Here are some advantages of getting a hard money loan instead of a traditional loan:

1. Traditional loans are designed to be paid off in 15 to 30 years. Hard money loans are intended to be paid off within 1 to 3 years giving developers and resellers another option and not be tied to a long-term loan.

2. Hard money loans are tied strictly to collateral which means much of the paperwork for credit checks, etc. is eliminated. Instead of taking several weeks to receive funding as with a traditional loan, hard money funds are available usually within a few days.
7 Benefits For Using Private Capital Loans


3. When paying off a traditional loan, if you pay it off early, you usually have to pay a penalty. With a private capital loan, they expect it to be paid off early so there is no penalty involved.

4. Even though a hard money loan has a higher interest rate than a traditional loan, since it's a very short term loan comparatively speaking, it's actually cheaper than a traditional loan.

5. Although bridge loans are intended to be short term loans, if something happens and the loan needs to be extended, doing so is extremely easy. You usually have to completely refinance a traditional loan if you want the loan terms to be extended or changed.

6. While traditional loans are designed to finance almost the entire amount of a property, capital loans usually only finance 60% to 70% of the property value.
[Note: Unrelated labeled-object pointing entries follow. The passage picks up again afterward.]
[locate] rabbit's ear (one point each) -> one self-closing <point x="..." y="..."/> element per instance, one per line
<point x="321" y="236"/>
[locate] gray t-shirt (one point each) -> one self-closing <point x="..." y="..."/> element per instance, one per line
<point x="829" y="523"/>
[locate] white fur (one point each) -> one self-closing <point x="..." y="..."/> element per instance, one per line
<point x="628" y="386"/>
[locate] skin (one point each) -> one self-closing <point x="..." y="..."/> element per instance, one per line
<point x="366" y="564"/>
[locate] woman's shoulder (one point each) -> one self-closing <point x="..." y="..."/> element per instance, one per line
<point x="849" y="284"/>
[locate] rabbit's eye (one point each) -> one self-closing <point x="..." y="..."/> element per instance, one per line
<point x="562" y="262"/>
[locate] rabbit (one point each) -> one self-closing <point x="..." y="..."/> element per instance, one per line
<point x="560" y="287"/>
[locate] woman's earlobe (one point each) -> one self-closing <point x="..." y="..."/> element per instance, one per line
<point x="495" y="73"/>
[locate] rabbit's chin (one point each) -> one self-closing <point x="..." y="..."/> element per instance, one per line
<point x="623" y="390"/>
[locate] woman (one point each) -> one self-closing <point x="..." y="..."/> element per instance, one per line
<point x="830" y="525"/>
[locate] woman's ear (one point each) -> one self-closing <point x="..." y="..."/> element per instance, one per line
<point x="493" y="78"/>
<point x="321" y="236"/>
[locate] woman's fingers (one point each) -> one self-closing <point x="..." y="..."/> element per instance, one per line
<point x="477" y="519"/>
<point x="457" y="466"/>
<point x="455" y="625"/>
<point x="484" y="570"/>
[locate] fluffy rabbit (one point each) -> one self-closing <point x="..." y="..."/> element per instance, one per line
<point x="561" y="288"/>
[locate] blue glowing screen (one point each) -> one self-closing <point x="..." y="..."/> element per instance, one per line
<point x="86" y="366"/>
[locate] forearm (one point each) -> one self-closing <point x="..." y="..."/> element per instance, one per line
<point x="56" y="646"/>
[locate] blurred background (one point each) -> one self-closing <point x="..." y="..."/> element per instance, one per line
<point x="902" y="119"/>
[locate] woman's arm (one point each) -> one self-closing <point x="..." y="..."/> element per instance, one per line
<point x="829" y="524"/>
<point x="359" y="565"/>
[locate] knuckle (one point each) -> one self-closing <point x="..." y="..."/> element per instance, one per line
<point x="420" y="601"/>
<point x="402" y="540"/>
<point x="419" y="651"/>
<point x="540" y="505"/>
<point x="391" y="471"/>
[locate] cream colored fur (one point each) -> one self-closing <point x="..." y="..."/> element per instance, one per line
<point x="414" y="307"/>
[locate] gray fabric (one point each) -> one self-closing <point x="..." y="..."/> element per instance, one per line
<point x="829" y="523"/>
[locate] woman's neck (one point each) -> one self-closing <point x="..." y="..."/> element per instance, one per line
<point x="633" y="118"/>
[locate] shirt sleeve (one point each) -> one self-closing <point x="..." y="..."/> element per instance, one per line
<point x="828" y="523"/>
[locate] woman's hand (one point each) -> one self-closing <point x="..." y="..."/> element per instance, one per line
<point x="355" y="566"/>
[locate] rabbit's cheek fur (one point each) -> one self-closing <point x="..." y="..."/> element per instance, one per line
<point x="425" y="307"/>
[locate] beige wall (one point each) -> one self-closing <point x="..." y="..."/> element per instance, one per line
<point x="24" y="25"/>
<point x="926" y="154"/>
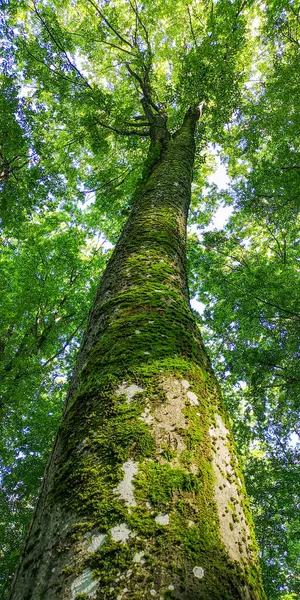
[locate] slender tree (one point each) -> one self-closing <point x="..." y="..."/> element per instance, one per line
<point x="143" y="495"/>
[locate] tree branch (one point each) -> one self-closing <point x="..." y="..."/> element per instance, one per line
<point x="122" y="131"/>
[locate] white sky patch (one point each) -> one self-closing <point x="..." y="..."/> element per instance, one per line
<point x="219" y="177"/>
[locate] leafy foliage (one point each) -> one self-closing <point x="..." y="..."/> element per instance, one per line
<point x="79" y="82"/>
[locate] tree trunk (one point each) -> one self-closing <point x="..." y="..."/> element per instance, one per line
<point x="143" y="496"/>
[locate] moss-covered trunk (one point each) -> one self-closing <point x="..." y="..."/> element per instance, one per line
<point x="143" y="496"/>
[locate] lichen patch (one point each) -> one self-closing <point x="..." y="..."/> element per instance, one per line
<point x="168" y="418"/>
<point x="85" y="584"/>
<point x="162" y="519"/>
<point x="96" y="542"/>
<point x="234" y="529"/>
<point x="128" y="390"/>
<point x="120" y="533"/>
<point x="125" y="488"/>
<point x="198" y="572"/>
<point x="139" y="557"/>
<point x="192" y="398"/>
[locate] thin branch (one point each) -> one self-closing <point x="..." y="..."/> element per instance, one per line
<point x="278" y="307"/>
<point x="60" y="47"/>
<point x="107" y="183"/>
<point x="53" y="71"/>
<point x="119" y="48"/>
<point x="121" y="38"/>
<point x="123" y="131"/>
<point x="191" y="25"/>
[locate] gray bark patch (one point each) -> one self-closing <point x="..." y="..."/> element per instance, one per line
<point x="125" y="488"/>
<point x="234" y="529"/>
<point x="84" y="584"/>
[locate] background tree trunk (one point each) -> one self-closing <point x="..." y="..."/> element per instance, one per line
<point x="143" y="496"/>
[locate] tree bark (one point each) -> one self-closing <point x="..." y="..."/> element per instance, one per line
<point x="143" y="496"/>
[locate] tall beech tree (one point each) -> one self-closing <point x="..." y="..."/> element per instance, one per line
<point x="142" y="495"/>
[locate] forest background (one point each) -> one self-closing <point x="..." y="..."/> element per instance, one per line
<point x="67" y="174"/>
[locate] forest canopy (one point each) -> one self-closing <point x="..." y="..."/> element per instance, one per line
<point x="73" y="144"/>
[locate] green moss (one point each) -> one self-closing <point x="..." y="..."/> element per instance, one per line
<point x="157" y="483"/>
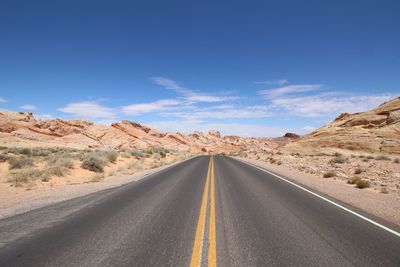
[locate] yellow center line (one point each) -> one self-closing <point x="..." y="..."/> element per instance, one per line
<point x="198" y="241"/>
<point x="212" y="253"/>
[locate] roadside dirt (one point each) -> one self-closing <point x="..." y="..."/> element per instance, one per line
<point x="385" y="206"/>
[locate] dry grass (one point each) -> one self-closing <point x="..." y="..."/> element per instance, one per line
<point x="362" y="184"/>
<point x="358" y="170"/>
<point x="339" y="159"/>
<point x="329" y="174"/>
<point x="354" y="180"/>
<point x="382" y="158"/>
<point x="20" y="177"/>
<point x="93" y="163"/>
<point x="21" y="162"/>
<point x="98" y="177"/>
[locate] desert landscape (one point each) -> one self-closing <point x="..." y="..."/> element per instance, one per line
<point x="361" y="149"/>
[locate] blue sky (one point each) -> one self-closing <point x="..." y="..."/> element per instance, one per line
<point x="251" y="68"/>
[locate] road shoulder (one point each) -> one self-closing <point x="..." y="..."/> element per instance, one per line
<point x="24" y="201"/>
<point x="384" y="206"/>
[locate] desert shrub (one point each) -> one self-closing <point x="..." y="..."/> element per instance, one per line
<point x="19" y="177"/>
<point x="25" y="151"/>
<point x="40" y="152"/>
<point x="111" y="155"/>
<point x="339" y="159"/>
<point x="97" y="177"/>
<point x="59" y="167"/>
<point x="93" y="163"/>
<point x="362" y="184"/>
<point x="18" y="163"/>
<point x="137" y="153"/>
<point x="382" y="158"/>
<point x="125" y="155"/>
<point x="4" y="157"/>
<point x="329" y="174"/>
<point x="354" y="180"/>
<point x="358" y="170"/>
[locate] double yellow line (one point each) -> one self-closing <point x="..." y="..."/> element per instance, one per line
<point x="199" y="238"/>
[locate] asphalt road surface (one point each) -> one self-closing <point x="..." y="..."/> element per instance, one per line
<point x="206" y="211"/>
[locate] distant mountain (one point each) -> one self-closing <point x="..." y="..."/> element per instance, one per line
<point x="23" y="129"/>
<point x="377" y="131"/>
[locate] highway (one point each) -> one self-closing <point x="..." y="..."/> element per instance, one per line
<point x="206" y="211"/>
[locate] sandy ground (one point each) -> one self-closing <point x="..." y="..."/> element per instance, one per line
<point x="386" y="206"/>
<point x="18" y="200"/>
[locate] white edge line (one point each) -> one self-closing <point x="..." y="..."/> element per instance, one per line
<point x="323" y="198"/>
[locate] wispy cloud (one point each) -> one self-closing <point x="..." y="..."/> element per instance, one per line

This means you don't have to borrow more money than you need to accomplish your goals.

7. A bridge loan is designed to help with a short term situation where other financing is being sought. This enables a developer or reseller to acquire land or a property quickly while longer term financing is secured. Traditional loans take far too long to acquire for such a quick process.

Traditional loans are usually from a public institution such as a bank or a mortgage company which means they have to be careful with their capital as it is "public" funds. A private company finances private capital loans with their own money which means they can be more speculative. This means you can get a hard money loan or bridge loan when a traditional lender won't lend. You can't beat a hard money loan when used as a tool to become more successful.